So when troopers smelled weed, they found more weed, more often, than when they didn't smell weed.

Considering the odor of marijuana constitutes probable cause for a search warrant, it stands to reason that in cases when troopers were able to use scent to help obtain a search warrant -- 133 of the 200 total cases -- they found marijuana.

*The inexact science of smells*

The study does not mention how many of those 133 search warrants were issued based solely or in part on the presence of marijuana odor and how many were initiated by some other factor such as heavy use of electricity.

The study also noted that in 25.8 percent of the cases, less than 25 growing plants were found despite one or more troopers' assertion that they smelled green or growing marijuana. The false positive rate for searches that turned up less than four ounces of marijuana was 9.2 percent. "Ideally," the study says, "this proportion should be zero." Between the more than 25 percent of cases where troopers said they smelled marijuana but turned up less than 25 plants -- 31 of the 121 cases -- and the 11 cases that resulted in finding less than four ounces of marijuana, the study indicated that smell was not necessarily a foolproof indicator of the presence of large quantities of marijuana.

Unfortunately, sense of smell is not an exact science, and numerous variables can come into play. Some of those noted in the study include wind, ventilation systems installed at marijuana grows, and the presence of doors or windows, and the troopers' proximity to the marijuana.

The study doesn't note a variety of more nebulous factors -- the individual sense of smell is highly variable. A trooper who was a smoker might smell things differently that one who is not. The day-to-day health of a troopers' sinuses could be an issue.

The study noted that officers did not smell burning marijuana in any of the cases, even though it is a much more pungent indicator of marijuana than most green and growing plants. The study did not note what percentage of troopers reported smelling the marijuana at first contact, or in how many cases did troopers failed to report the scent of marijuana until after the bust had been made.
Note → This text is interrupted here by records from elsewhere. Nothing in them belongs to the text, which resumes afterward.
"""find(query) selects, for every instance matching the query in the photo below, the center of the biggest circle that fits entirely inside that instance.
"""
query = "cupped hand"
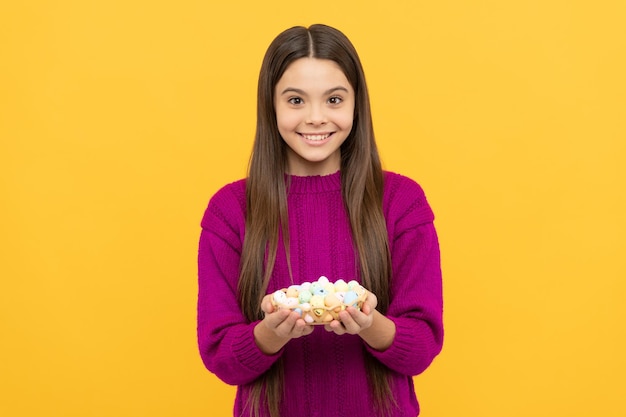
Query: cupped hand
(284, 323)
(352, 320)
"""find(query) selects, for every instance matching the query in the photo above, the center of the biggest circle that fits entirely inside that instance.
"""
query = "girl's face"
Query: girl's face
(314, 105)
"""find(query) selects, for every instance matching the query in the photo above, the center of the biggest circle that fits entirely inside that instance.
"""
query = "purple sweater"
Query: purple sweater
(324, 373)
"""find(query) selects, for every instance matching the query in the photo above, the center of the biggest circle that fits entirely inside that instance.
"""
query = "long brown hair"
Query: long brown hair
(266, 216)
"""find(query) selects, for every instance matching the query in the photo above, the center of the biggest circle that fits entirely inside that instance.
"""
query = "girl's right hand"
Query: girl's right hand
(278, 327)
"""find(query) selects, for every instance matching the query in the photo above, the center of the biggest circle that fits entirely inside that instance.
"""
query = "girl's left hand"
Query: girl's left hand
(354, 321)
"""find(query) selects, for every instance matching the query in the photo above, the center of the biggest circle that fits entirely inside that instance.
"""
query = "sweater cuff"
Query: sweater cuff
(248, 353)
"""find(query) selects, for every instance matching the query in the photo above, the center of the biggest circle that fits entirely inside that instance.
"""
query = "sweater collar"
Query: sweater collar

The study did not discuss whether any troopers remembered the smell only after sitting down to write a final report on the search and/or seizure.

The study does, however, strengthen the case for probable cause in cases where an officer does a knock-and-talk at a suspected marijuana cultivator's door and detects the smell of marijuana. The study supports the idea that when a trooper with a good nose smells pot in or near a structure, there is most likely going to be pot in there.

*Study inconclusive*

But the study fails to quantify whether or not the detection of the smell of growing marijuana is as prevalent as troopers in the field report. Barring a double-blind smell test administered in trooper academy to establish the subjective qualifications of each law enforcement officer when it comes to assuming the role of a drug-sniffing dog, it's difficult to claim that smelling marijuana is an infallible method of detecting drugs.

The authors of the study summarize their conclusions -- in part -- this way: "_Did the detection of marijuana odors by AST investigators reliably predict the presence of legally prohibited quantities of marijuana?" and "(t)he answer to this question is both yes and no._"

After three years, a lot of research time, and who knows how much money, experts have determined that when a trooper smells pot, there's pot -- except when there's not.

At least no taxpayer dollars were used.

*Study:* *hxxp://tinyurl.com/425jez5

**hxxp://tinyurl.com/3wrz9ll*


----------



## OGKushman

this "study" is just common sense. If it smells like weed, its probably around me. If it smells like fresh weed, its probably being grown, If it smells like smoked weed, someone is probably smoking it. 

Corrupt Alaskan police could have just as easily pocketed this "federally forfeited illegal drug proceeds" and claimed to use them for this study. 


Just sayin...the results arent really any type of discovery.


----------



## The Hemp Goddess

.....or if an officer just simply* suspects* someone is smoking/in possession/growing marijuana, they can just "invent" a marijuana smell....

Sorry, but I just don't like or trust most LEOs--IMO/E, they often lie to justify their actions.


----------



## leafminer

There are other things that smell the same.


----------



## ishnish

uh oh!   time for a new filter!  :shocked:


----------



## Mauitraveler

OGKushman said:
			
		

> this "study" is just common sense.




:icon_smile:


----------